The Pentagon’s Defense Innovation Unit (DIU) has updated its Blue sUAS list of drones meeting standards to qualify for use by US forces and government agencies, clearing Aerosystem’s Spirit line of coaxial UAVs, the WingtraOne, and two other craft for broader deployment.
The DIU’s revision is part of an ongoing evaluation and vetting process under which candidate drone platforms are considered for approval, while those that have attained that can be added to the Blue UAS Cleared List for broader use by military forces and US agencies. In this weeks’s update of its Blue sUAS 2.0 roster, the DIU recognized Ascent’s Spirit, the WingtraOne, AgEagle affiliate senseFly’s eBee Tac, and Freefly System’s Alta has having passed security reviews, National Defense Authorization Act compliance checks, and Department of Defense requirements for nearly unrestricted official deployment.
Established in 2015 to allow the US military to securely procure and use new and swiftly evolving consumer technologies, the DIU drew up its first Blue sUAS 1.0 list of approved drones in August 2020. Last October, its 2.0 roster expanded the number of UAVs deemed efficient, economical, and data-secure for use by government agencies from five to 11.

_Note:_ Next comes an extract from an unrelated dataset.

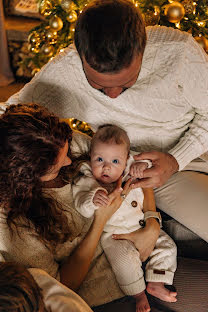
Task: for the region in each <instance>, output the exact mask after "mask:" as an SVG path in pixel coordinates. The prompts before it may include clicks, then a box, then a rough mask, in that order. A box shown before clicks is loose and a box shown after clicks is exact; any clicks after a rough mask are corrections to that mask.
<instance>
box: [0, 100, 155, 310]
mask: <svg viewBox="0 0 208 312" xmlns="http://www.w3.org/2000/svg"><path fill="white" fill-rule="evenodd" d="M80 138H83V136H82V135H80V134H78V133H74V134H73V139H72V131H71V129H70V127H69V126H68V125H67V124H66V123H64V122H60V121H59V119H58V118H57V117H55V116H53V114H50V113H49V112H48V111H47V110H46V109H44V108H42V107H40V106H38V105H35V104H31V105H22V104H19V105H17V106H16V105H12V106H10V107H9V108H8V109H7V110H6V112H5V113H4V114H3V115H2V116H1V119H0V140H1V144H0V172H1V175H0V202H1V214H0V250H1V254H2V256H3V257H4V259H5V260H7V261H8V260H9V261H17V262H18V263H20V264H23V265H24V266H26V267H39V268H42V269H44V270H46V271H47V272H48V273H49V274H50V275H52V276H53V277H55V278H57V279H60V281H61V282H63V283H64V284H65V285H67V286H68V287H70V288H71V289H73V290H77V289H78V288H79V293H80V294H81V295H82V297H83V298H84V299H85V300H86V301H87V302H88V303H90V305H98V304H100V303H104V302H106V301H110V300H112V299H114V298H118V297H121V296H122V292H121V290H120V289H119V287H118V285H117V283H115V277H114V275H113V274H112V272H111V270H110V268H109V266H108V263H107V261H106V259H105V257H104V255H103V252H102V249H101V247H100V245H99V244H98V242H99V238H100V235H101V233H102V231H103V227H104V225H105V223H106V221H107V220H108V219H109V217H110V216H111V215H112V214H113V213H114V212H115V210H116V209H117V208H118V207H119V205H120V203H121V197H120V195H119V192H120V191H119V188H120V186H119V185H118V188H117V189H116V190H115V191H114V192H113V193H112V194H111V196H112V204H111V205H110V206H109V207H108V209H106V208H105V209H99V210H98V211H97V212H96V215H95V218H94V220H93V221H92V220H87V219H85V218H84V217H82V216H80V215H79V214H78V213H77V212H76V211H75V210H74V209H73V203H72V196H71V186H70V184H69V180H66V176H65V175H64V172H65V171H66V170H65V169H64V170H63V169H62V170H61V168H64V167H65V166H68V165H70V164H71V159H70V158H69V156H68V154H70V150H73V152H74V154H75V152H77V151H78V150H79V152H81V153H83V152H84V151H86V150H87V148H88V143H89V139H88V140H87V138H86V136H84V141H83V140H81V139H80ZM69 145H70V148H69ZM70 157H71V156H70ZM59 172H60V174H59ZM129 189H130V188H129V185H128V184H126V186H125V188H124V191H123V192H128V190H129ZM156 223H157V222H156ZM149 228H150V230H151V233H150V234H151V236H152V235H153V234H152V228H153V227H151V226H150V227H149ZM146 230H148V228H147V229H146ZM155 234H156V235H155V236H156V238H157V235H158V234H157V233H155ZM153 236H154V235H153ZM77 245H79V247H78V248H76V246H77ZM146 247H147V246H145V248H146ZM148 248H152V246H150V247H148ZM146 249H147V248H146ZM72 251H73V253H72ZM144 251H145V252H147V251H146V250H144ZM141 252H142V250H141ZM71 253H72V254H71ZM70 254H71V256H70V257H69V255H70ZM93 258H95V259H96V261H95V259H94V261H92V260H93ZM86 275H87V276H86ZM104 275H105V278H103V277H104ZM84 279H85V280H84ZM83 280H84V282H83V283H82V281H83ZM100 280H103V281H102V284H103V287H102V289H100V293H101V296H100V297H99V296H97V297H95V296H94V289H95V287H98V286H100V285H99V284H100ZM81 283H82V285H81ZM80 285H81V286H80ZM108 287H110V288H112V289H113V291H112V292H114V293H115V294H109V291H108Z"/></svg>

This week’s revision clears four of those recently added platforms for immediate use by U.S. government services desiring to procure and operate them without further technical review or approval being required. The Blue sUAS program is still a work in progress, under which review of UAVs is perfected even as the vetting process continues being streamlined.
“The Blue UAS Cleared List will provide a common approval standard that can save the Services time and money, inform acquisition policy updates, and make it easier for troops to gain access to previously inaccessible commercial tech,” said Capt. Shelby Ochs, DIU program manager for Blue UAS. “Blue sUAS 2.0 vendors have been great partners while we prototype this new process for commercial-off-the-shelf sUAS.”
Ascent AeroSystems CEO Peter Fuchs hailed the move as good news for his company and federal customers alike.
“Government agencies can’t pick and choose when and where they fly,” he said. “The Spirit’s coaxial configuration delivers the compact, high performance, all-weather capability needed for those mission-critical applications. Its modular design allows operators to not only configure it exactly as it’s needed for the mission at hand, but easily adapt new sensors as they become available.”